Japanese professional wrestling tournament

The Natsu Onna Kettei Tournament (夏女決定トーナメント, Natsu Onna Kettei Tōnamento) was an annual professional wrestling tournament promoted by the JWP Joshi Puroresu promotion between 2009 and 2012. The name of the tournament was Japanese for "Summer Woman Determination Tournament" and as the name suggests, it was held during the summer. The tournament was contested in a single-elimination format, however, uniquely, every other tournament was for singles wrestlers and every other for tag teams of two wrestlers.

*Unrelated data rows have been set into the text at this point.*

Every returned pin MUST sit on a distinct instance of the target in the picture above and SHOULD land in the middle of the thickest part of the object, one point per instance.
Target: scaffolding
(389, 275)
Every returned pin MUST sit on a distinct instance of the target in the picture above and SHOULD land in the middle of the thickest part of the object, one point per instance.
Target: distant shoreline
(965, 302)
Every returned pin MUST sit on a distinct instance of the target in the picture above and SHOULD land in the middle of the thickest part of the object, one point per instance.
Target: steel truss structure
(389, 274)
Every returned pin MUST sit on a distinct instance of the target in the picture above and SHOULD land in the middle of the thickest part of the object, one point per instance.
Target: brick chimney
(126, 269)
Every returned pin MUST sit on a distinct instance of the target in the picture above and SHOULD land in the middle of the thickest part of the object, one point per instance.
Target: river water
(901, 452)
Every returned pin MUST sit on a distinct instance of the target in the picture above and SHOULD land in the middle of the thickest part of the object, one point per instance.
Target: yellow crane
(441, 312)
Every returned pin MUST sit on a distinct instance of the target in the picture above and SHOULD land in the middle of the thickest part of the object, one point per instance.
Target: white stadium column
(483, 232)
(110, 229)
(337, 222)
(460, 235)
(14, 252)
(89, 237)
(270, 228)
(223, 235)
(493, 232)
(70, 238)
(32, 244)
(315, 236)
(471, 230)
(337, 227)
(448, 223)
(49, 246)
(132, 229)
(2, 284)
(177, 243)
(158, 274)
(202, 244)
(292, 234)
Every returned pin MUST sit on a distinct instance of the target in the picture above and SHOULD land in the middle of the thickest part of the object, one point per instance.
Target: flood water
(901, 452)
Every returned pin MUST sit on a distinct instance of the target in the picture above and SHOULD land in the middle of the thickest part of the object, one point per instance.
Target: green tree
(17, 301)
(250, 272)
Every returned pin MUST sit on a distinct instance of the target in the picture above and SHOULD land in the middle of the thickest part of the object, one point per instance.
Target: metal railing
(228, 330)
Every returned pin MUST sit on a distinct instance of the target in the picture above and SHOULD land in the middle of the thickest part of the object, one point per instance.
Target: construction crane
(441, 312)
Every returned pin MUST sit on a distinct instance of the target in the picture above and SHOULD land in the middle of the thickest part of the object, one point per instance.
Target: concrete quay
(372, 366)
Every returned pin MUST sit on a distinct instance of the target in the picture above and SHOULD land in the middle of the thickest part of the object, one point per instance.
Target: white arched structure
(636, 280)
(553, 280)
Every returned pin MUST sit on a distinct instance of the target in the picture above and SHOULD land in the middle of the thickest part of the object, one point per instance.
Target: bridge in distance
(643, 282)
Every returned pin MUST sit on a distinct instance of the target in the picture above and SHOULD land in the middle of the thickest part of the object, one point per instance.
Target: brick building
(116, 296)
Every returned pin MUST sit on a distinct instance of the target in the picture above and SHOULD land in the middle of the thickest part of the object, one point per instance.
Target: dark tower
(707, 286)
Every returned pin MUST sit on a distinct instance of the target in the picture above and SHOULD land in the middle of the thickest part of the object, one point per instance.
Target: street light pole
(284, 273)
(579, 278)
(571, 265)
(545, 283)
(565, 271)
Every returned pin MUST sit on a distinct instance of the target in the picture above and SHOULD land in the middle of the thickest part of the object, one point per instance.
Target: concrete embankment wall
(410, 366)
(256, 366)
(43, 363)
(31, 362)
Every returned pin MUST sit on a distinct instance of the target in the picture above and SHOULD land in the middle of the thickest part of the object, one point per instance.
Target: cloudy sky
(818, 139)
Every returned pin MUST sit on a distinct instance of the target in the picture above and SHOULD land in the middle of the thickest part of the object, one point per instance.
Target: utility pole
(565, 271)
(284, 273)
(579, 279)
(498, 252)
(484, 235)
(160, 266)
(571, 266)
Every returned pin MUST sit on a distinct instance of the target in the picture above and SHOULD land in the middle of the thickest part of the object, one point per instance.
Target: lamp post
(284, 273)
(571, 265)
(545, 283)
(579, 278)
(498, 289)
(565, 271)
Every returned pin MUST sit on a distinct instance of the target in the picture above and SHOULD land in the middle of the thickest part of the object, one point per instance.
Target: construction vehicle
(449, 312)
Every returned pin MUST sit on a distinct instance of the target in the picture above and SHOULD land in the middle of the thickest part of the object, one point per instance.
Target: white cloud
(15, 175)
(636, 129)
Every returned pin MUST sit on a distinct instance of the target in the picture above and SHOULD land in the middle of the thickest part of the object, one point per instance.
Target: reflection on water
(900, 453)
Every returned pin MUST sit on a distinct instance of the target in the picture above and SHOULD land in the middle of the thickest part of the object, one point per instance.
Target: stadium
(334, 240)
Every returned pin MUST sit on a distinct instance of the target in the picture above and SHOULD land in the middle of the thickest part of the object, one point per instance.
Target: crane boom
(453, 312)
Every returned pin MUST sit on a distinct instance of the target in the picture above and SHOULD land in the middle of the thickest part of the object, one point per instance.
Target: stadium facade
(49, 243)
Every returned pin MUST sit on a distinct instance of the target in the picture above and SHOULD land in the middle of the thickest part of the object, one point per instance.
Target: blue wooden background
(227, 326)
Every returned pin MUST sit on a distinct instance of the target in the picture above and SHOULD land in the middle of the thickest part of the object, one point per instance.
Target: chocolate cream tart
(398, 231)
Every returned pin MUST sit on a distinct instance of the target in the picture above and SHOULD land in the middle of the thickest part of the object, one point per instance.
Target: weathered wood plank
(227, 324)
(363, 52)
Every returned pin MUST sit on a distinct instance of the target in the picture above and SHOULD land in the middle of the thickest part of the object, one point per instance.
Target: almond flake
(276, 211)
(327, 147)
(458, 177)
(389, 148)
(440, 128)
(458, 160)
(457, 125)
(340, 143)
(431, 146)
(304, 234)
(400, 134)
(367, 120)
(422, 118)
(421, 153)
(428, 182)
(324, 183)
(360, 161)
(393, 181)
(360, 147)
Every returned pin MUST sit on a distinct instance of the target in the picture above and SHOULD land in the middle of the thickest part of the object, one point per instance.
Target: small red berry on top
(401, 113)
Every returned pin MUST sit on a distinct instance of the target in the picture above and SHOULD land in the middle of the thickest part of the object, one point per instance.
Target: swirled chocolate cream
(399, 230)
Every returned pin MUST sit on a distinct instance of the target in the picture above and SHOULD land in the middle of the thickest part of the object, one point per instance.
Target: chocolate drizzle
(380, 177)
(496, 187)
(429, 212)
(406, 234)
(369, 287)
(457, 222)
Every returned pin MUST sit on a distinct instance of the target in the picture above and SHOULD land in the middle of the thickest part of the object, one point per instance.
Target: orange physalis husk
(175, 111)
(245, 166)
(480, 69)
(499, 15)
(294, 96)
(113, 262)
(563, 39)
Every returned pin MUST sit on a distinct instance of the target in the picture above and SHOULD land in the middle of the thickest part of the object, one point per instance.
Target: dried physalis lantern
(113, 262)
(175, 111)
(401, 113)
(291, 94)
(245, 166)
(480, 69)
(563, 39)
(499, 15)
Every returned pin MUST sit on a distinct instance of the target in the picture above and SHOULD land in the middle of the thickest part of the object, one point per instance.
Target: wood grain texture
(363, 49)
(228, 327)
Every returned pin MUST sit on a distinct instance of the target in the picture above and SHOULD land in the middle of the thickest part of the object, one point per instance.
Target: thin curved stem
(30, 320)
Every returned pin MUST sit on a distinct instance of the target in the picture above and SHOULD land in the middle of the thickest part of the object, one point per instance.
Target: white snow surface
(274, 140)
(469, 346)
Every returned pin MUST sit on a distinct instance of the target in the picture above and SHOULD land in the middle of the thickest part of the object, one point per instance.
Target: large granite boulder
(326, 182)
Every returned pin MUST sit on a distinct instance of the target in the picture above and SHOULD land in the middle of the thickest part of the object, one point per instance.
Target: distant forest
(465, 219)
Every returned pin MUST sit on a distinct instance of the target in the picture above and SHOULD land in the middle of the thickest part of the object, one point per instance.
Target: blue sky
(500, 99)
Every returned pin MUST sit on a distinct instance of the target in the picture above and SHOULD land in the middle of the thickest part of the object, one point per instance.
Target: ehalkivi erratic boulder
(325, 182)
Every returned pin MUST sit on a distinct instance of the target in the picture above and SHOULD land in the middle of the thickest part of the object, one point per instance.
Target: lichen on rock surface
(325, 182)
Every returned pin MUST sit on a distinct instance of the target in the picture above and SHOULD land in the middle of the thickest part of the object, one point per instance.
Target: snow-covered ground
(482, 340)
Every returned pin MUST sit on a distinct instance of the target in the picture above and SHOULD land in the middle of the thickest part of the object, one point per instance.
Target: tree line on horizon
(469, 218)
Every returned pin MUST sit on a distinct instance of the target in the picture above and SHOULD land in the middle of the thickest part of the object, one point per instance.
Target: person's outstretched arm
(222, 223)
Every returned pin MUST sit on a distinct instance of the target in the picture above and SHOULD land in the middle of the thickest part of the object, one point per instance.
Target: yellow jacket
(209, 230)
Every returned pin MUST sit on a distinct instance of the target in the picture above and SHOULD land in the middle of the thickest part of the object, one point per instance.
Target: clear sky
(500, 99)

Throughout the years, the tournament featured several outside participants, most notably from the Ice Ribbon promotion, with which JWP co-produced the 2012 "JRibbon" tournament. Kaori Yoneyama is the only wrestler to have won the tournament twice; once as a singles wrestler and once teaming with Command Bolshoi.

==List of winners==

| Year | Winner | Ref. |
|---|---|---|
| 2009 | Kaori Yoneyama |  |
| 2010 | Command Bolshoi and Kaori Yoneyama |  |
| 2011 | Tsubasa Kuragaki |  |
| 2012 | Hanako Nakamori and Maki Narumiya |  |

==2009==
The first ever Natsu Onna Kettei Tournament took place during two shows on August 2, 2009. The tournament featured fourteen singles wrestlers, including six outside participants; Ayako Sato from Ito Dojo, freelancers Chihiro Oikawa, Megumi Yabushita and Toshie Uematsu, Makoto from Ice Ribbon and Yumi Ohka from Pro Wrestling Wave. Oikawa and Makoto were granted automatic spots in the second round of the tournament. The eventual tournament winner, Kaori Yoneyama, went on to unsuccessfully challenge Kayoko Haruyama for the JWP Openweight Championship on October 4.

==2010==
The second and first tag team Natsu Onna Kettei Tournament took place over three shows between July 24 and August 15, 2010. The tournament featured sixteen wrestlers comprising eight teams, including eight outside participants; Aja Kong and Dynamite Kansai from Oz Academy, freelancers Asami Kawasaki and Toshie Uematsu, Ayako Sato and Hanako Kobayashi from Ito Dojo, Kagetsu from Sendai Girls' Pro Wrestling and Tanny Mouse from NEO Japan Ladies Pro Wrestling.

==2011==
The third Natsu Onna Kettei Tournament, the second to feature singles wrestlers, took place on August 14, 2011. The tournament featured eight wrestlers, including one outside participant; Hikari Minami from Ice Ribbon. The eventual tournament winner, Tsubasa Kuragaki, went on to unsuccessfully challenge Hailey Hatred for the IMW Hybrid Fighting, JWP Openweight and TLW World Women's Championships on September 23.

==2012==
The fourth and to date final Natsu Onna Kettei Tournament, dubbed the "JRibbon Natsu Onna Kettei Tournament", was the second to feature tag teams and took place during two shows on July 28, 2012; an afternoon show promoted by Ice Ribbon and an evening show promoted by JWP. Eight teams entered the tournament, with each team including one wrestler from Ice Ribbon and one from JWP. The tournament led to a match for the JWP Junior and Princess of Pro-Wrestling Championships between one half of the eventual winners, Ice Ribbon's Maki Narumiya, and JWP's Rabbit Miu, whom she had pinned in her team's semifinal match. Miu eventually defeated Narumiya to retain her title.